And back at home, Congressman John Curtis (R Utah) tells National Public Radio that the “conservative climate caucus,” which he chairs, seeks climate solutions that “don’t demonize fossil fuels.”*
Now, as many of you know, I’m a political centrist at heart, but because the country has drifted so far to the right, I’ve resolved to be a knee-jerk leftist – a flaming liberal, a yellow dog Democrat – until things come back into balance.
That said, it has NEVER occurred to me to demonize fossil fuels. Fossil fuel companies, yes, you bet, but the substances themselves, no. Nor have I heard other progressives diss oil and gas per se.
Did Curtis innocently (and stupidly) commit a straw man fallacy? Or is he deliberately trying to misdirect us?
Oil companies (drillers, refiners, distributors) have done much to formulate cleaner fuel blends, but for the most part only when forced to do so, e.g., by the Clean Air Act. What they have NOT done: Cap leaky wells. Stop the practice of burn-offs. Adequately secure pipelines. More strongly compartmentalize fuel ships. Eliminate spills from offshore platforms. (They’re quick to say some of the latter are more properly called “blowouts” – as if that makes the disasters more angelic.)

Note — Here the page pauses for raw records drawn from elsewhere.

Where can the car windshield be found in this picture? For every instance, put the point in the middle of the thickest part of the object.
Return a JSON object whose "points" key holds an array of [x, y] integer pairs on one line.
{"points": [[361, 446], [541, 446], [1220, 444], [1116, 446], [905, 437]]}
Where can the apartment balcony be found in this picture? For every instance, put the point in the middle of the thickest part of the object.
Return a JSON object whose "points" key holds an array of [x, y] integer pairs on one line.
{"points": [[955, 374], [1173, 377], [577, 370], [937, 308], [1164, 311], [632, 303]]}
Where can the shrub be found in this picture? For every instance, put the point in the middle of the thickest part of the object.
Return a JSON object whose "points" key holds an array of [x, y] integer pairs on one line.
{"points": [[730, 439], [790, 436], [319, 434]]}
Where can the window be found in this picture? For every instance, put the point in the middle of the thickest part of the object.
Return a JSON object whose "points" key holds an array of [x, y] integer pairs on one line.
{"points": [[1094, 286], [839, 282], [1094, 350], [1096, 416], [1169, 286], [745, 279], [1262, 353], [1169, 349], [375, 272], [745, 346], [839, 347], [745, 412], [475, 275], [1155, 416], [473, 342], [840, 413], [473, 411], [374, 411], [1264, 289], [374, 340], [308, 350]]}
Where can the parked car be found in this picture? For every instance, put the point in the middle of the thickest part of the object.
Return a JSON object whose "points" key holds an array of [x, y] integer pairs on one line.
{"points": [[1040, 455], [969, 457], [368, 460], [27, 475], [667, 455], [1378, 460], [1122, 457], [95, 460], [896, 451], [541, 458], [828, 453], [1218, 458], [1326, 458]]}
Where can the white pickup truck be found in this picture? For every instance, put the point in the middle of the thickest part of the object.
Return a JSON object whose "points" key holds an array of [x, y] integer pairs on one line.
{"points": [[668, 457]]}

(Art by Jane Tamako Raffeld)
Are oil, gas and coal bad stuff? No, but petroleum companies do bad stuff with them. Must we wean ourselves from oil, gas and coal? Yes, because their use can’t be made completely clean. And we must wean from them faster that we would otherwise, because of all the things the companies didn’t do, when they had the knowledge and the chance. Which they’ve had for a very, very long time.
Should these companies be made to spend their huge profits on remediation, as demanded by the southern countries at COP27, just because they have the money? Surely not. They should be made to pay because they caused the problem. And perpetuated it.